The shifting of liability for such cases onto PSPs aims to incentivise PSPs to develop better solutions to mitigate instances of impersonation / authorised push payment (APP) fraud. This is a departure from the current Payment Services Directive (PSD2), under which PSPs are liable only for losses which are the result of unauthorised transactions.

Liability for impersonation fraud is being considered in the context of ongoing PSR negotiations.

When agreed, PSD3 and the PSR will build on the foundation of PSD2 and further harmonise the European payment services market. It will be important to have a harmonised, pan-European response to fraud to avoid loopholes and protect consumers across the European Union.

This is also a cross-sectoral issue and will need to be addressed through a number of initiatives, including financial literacy programmes, engagement from social media and tech companies, and cooperation between industry and regulators in order to protect and inform consumers.

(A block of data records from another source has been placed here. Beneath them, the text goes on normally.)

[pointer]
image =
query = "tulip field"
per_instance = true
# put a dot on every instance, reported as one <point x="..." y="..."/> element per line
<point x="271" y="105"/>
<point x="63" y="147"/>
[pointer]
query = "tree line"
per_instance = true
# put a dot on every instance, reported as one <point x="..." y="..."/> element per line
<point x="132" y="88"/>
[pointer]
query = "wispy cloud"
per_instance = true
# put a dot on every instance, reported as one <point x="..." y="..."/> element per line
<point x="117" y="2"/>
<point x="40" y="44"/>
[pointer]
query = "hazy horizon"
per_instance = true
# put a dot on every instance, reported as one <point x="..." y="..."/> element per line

In Ireland currently several steps to combat fraud are underway, in line with recommendations made by the National Payments Strategy. The BPFI has established a cross sectoral anti-fraud forum with representatives from online platforms, financial services providers, telecommunications services providers and their respective regulators (the Central Bank, ComReg and Coimisiún na Meán) participating. This anti-fraud forum aims to foster cross-sectoral cooperation in fraud prevention through information sharing, coordinated action, and alignment with legislative requirements.

The National Payments Strategy also actioned the Department of Justice, Home Affairs & Migration to work on legislation for a shared fraud database. I am informed by the Department of Justice, Home Affairs & Migration that work on this legislative project is underway.